Trende 8 / Günümüz Aşkları Üzerine Kemal Sayar'dan Alıntılar

“Evvel refik; Bade'l tarık” demişler yani "Önce yoldaş, sonra yol." Bitmesin diye yavaş yavaş okuduğum "Hayat Teselli Bulmaktır" ın yoldaşlığında lisans hayatımın  (inşaallah) son dönemine başlamak üzere Ankara'ya dönüyorum.

Bugün "Sevgililer (!) Günü" ya hani.. Kemal Sayar'ın günümüz aşklarıyla ilgili birkaç satırını paylaşacağım sizlerle.

"Aşk artık gürültücü.

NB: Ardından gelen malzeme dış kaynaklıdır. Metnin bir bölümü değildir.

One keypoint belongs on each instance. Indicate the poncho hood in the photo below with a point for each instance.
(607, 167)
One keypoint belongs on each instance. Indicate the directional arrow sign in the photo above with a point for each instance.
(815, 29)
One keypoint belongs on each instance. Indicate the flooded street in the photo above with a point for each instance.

Artık aşkın gürültüsünden durulmuyor. Aşkı ruhunda dinlendiren sevgililer yok. Yok olurken yok etmek istiyor.

Eskinin sessiz ve içli âşıkları nerede şimdi? Aşkını içimde bir ateş gibi gezdiren, "Yaktığımdan daha büyük ateşlerde yandım" diyen o mahzun sevgililer? 
...
Günümüzün aşkları görünmek istiyor. Kıyıda köşede gizlenmek istemiyor. Bilinmek, ilan edilmek, ses çıkarmak istiyor. Özlemek istemiyor âşık; hemen kavuşmak istiyor. Çet'leşmek, mesajlaşmak, cep telefonuyla onu hep kapsama alanında tutmak, hapsetmek, boğmak istiyor. Aşk beklemeye tahammül etmiyor. Âşık sevmek değil, sevilmek derdinde. Sevilsin, şu karanlık dünyada kendine bir ışık dehlizi açılsın, bu dünyada sevilmeye değer olduğunu birisi kendisine söylesin istiyor. Yücelmek için yüceltiyor, sevilmek için seviyor. Istıraba tahammülü yok, yanmaya gelemiyor. Varlığını alevde eriten bir pervane olmak yerine, kandili sitem okları yağdıran bir pervane olmayı yeğliyor. Gürültü yapıyor. "Ne olur beni sev!" diye uluorta bağırıyor. Sessiz bir ağlayışla yapılmadığı için bu çağrı, masum bir yakarı olmadığı için ötelerden yankı bulmuyor.
...
Fazladan sarf edilen her kelime, oluş çabasıyla sınanmamış her söz,  sevgiliyi sırlar mağarasına daha çok çekilmeye mecbur bırakıyor. Fuzuli edilen sözler aramıza sırlardan bir duvar örüyor."